Mom uses loss to raise awareness of SIDS
TOPEKA, Kan. (WIBW) - Benjamin meant the world to his mother, Samantha Glenn.
It was her second child, arriving just 11 months after his older sister, Amelia.
“(He was) very cute, a beautiful baby,” Glenn said.
But their world changed in March 2007, on the last day of a family vacation when Benjamin was four months old.
“I woke up and I put my hand over him in his playpen and his body was cold, very cold,” Glenn said. “You just get a sick feeling as a mom when you know something’s wrong.”
Benjamin passed away from Sudden Infant Death Syndrome. All these years later, Glenn said, it doesn’t get easier.
“His birthday is in November, coming up, he’d be 15,” she said. “You miss the first steps.

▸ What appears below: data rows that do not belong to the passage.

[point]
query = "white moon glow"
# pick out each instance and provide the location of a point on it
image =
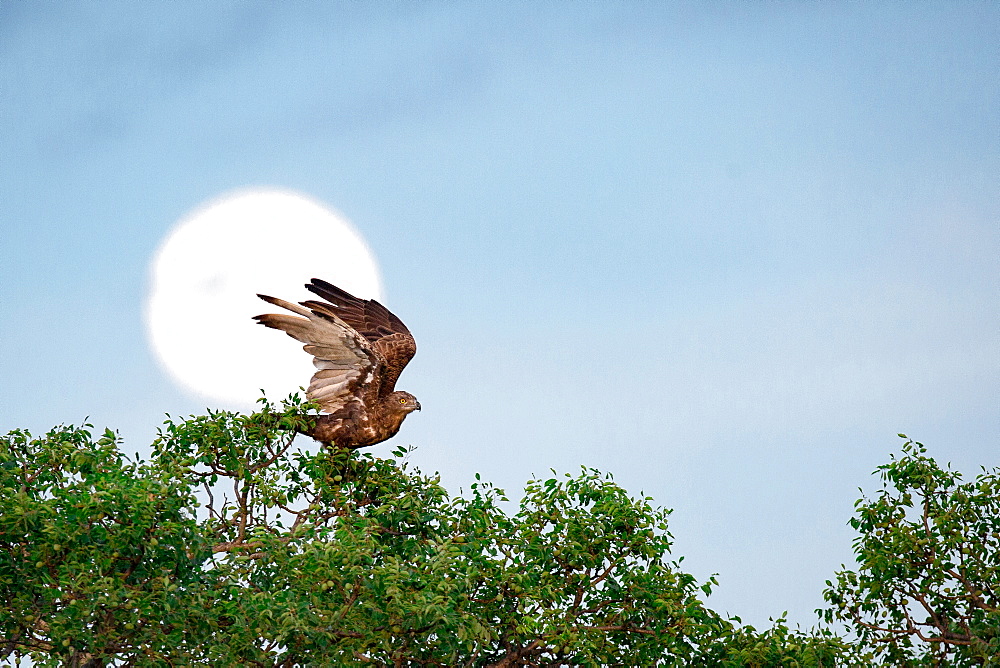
(208, 270)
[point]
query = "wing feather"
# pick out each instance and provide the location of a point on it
(386, 333)
(344, 358)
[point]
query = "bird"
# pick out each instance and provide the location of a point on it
(359, 348)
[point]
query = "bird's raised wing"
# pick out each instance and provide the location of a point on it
(345, 361)
(386, 333)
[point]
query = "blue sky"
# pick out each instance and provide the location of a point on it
(725, 251)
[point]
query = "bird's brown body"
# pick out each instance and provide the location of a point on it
(359, 349)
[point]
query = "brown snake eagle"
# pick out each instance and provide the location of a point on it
(359, 348)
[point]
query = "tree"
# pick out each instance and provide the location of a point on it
(232, 546)
(927, 587)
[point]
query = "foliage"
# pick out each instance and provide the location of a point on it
(926, 588)
(231, 546)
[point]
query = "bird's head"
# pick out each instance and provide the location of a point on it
(403, 402)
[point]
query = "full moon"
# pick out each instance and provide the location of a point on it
(206, 274)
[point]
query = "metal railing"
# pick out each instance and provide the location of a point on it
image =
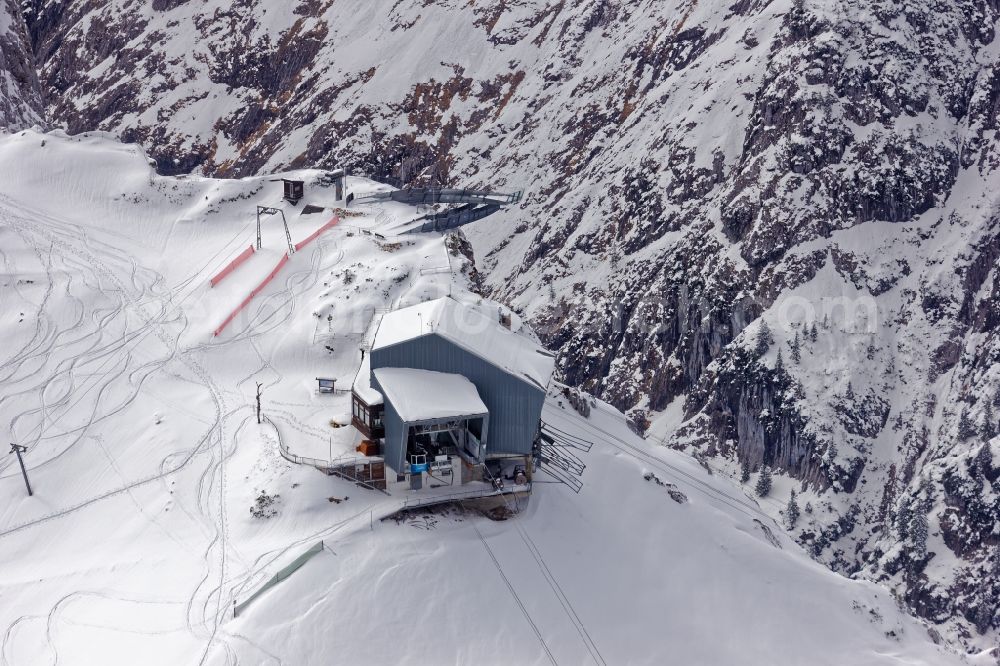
(343, 466)
(282, 574)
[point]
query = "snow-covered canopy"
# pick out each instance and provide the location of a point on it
(470, 328)
(363, 384)
(423, 395)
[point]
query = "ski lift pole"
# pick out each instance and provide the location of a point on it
(14, 448)
(267, 210)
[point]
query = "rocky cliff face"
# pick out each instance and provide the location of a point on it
(20, 93)
(693, 172)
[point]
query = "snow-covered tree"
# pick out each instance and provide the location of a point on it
(988, 428)
(763, 340)
(966, 428)
(903, 517)
(918, 531)
(764, 482)
(744, 471)
(792, 511)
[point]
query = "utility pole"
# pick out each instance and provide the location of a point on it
(14, 448)
(267, 210)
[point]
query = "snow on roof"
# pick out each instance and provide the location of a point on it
(477, 332)
(421, 395)
(363, 384)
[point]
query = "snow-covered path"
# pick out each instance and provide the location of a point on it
(146, 457)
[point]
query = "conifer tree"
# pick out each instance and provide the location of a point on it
(988, 429)
(792, 511)
(764, 482)
(796, 348)
(918, 531)
(966, 428)
(763, 340)
(744, 471)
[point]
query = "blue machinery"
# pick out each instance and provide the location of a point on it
(470, 205)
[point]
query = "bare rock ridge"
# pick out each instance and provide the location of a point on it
(775, 216)
(20, 91)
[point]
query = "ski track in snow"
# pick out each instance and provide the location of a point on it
(117, 335)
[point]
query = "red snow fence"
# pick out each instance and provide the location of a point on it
(246, 301)
(301, 244)
(233, 265)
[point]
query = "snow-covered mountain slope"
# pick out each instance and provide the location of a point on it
(145, 457)
(690, 167)
(20, 92)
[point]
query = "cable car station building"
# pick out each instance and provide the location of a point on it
(455, 397)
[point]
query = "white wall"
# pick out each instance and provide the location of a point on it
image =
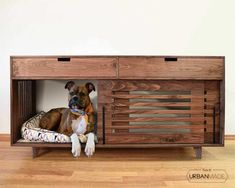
(117, 27)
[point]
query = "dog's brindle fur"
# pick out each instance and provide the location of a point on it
(60, 119)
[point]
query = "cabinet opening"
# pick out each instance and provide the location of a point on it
(31, 97)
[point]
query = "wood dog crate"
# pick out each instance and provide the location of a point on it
(143, 101)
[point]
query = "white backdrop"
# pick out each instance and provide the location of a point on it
(117, 27)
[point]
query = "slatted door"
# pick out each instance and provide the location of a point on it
(153, 111)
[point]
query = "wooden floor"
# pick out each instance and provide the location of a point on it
(162, 167)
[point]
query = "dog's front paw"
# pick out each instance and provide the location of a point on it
(76, 146)
(90, 145)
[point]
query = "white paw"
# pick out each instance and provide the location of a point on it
(76, 146)
(90, 145)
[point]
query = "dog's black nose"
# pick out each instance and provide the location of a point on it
(74, 102)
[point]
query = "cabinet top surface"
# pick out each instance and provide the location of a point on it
(112, 56)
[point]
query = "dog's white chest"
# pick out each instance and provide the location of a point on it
(79, 125)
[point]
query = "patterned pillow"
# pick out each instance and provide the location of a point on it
(31, 131)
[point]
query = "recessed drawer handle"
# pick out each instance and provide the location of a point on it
(63, 59)
(170, 59)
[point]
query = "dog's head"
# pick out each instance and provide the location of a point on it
(78, 96)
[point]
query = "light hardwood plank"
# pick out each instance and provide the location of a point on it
(160, 167)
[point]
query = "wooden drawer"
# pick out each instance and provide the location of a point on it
(171, 68)
(64, 68)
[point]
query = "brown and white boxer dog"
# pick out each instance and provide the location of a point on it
(65, 120)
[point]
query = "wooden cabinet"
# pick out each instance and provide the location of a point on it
(145, 101)
(64, 67)
(200, 68)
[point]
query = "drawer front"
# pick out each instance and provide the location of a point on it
(148, 112)
(171, 68)
(78, 67)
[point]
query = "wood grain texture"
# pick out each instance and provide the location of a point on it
(147, 73)
(161, 167)
(46, 68)
(183, 68)
(137, 111)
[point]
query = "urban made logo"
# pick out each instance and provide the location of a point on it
(205, 175)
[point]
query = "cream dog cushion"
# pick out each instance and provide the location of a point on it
(31, 131)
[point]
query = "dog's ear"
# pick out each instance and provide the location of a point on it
(90, 87)
(69, 85)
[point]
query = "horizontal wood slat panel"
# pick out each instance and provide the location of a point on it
(157, 104)
(146, 119)
(159, 112)
(147, 110)
(86, 68)
(183, 68)
(152, 138)
(154, 96)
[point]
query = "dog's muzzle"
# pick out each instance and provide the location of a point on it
(74, 103)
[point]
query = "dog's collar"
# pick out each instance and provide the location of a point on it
(77, 112)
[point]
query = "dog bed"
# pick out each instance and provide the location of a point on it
(31, 131)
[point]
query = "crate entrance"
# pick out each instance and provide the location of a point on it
(33, 96)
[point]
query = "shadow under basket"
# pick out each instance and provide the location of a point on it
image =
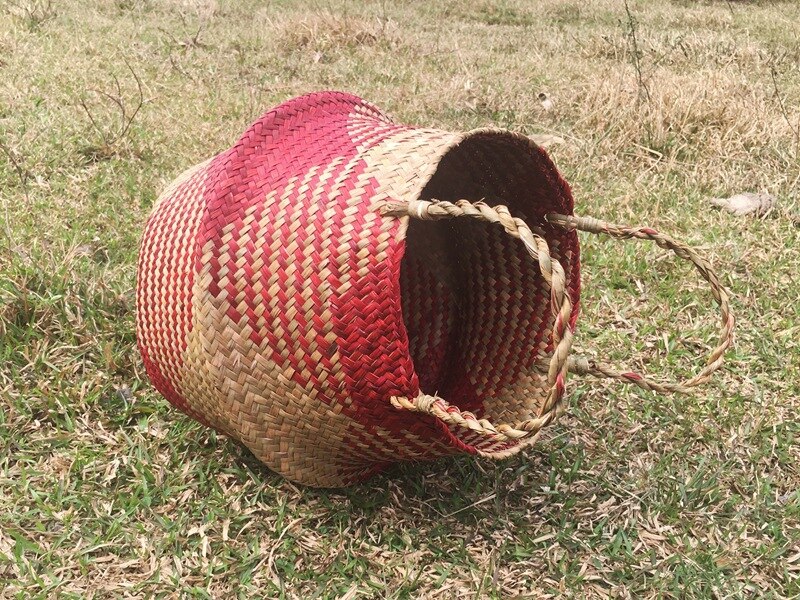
(338, 292)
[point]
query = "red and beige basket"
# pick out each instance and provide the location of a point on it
(339, 292)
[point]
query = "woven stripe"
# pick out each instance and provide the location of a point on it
(278, 305)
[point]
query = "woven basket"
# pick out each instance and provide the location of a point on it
(339, 292)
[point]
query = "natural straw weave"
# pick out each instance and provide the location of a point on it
(305, 294)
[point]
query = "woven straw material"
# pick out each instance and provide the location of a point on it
(303, 293)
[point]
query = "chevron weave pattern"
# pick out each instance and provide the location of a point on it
(299, 293)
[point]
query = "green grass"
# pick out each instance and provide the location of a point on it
(105, 491)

You miss the first day of preschool, kindergarten, graduation. What would he be doing now?”
According to the CDC, in the U.S., about 3,400 babies die suddenly before age one each year. About 1,200 are from SIDS, while others are from sudden unexplained infant death, and accidental suffocation or strangulation in bed.
Glenn, who’s now a nurse at Stormont Vail, says she didn’t know much about SIDS, but over the years, she has connected with other families who suffered the same loss. She and fellow mom Carrie Steinle even started the SIDS and Infant Loss Network.
“When you think you’re alone, you are not alone,” she said.
Besides support, the group also shares information, like making people aware of the ABCs of safe sleep, which are ways to reduce a baby’s risk for SIDS.
“Baby needs to be alone in the crib; making sure they’re on their back; and the last part is to make sure it’s clutter free - no cute bears and cute bumpers and blankets - you get a tight fitted sheet and a sleeper sack,” Glenn said.
Health experts also encourage pacifiers, because they may improve breathing and reduce obstructions. But they’re also quick to point out SIDS has no symptoms or warning signs.
“Sometimes you can do everything and it still happens, but you have to try,” Glenn said.
She holds tights to memories. She keeps Benjamin’s first teddy bear close.
“It gives me a lot of comfort when I talk about him because at one time his hands were on it,” she said.
It’s a reminder Benjamin - and all the other children lost too soon - are with us forever.
“Time does not heal loss,” she said. “We learn new ways to cope, how to get past those hard days.”
October is Pregnancy and Infant Loss Awareness Month, remembering the lives lost to miscarriage, stillbirth, and other deaths in infancy. At 7 p.m., Oct. 15, people are invited to light a candle to honor those lives.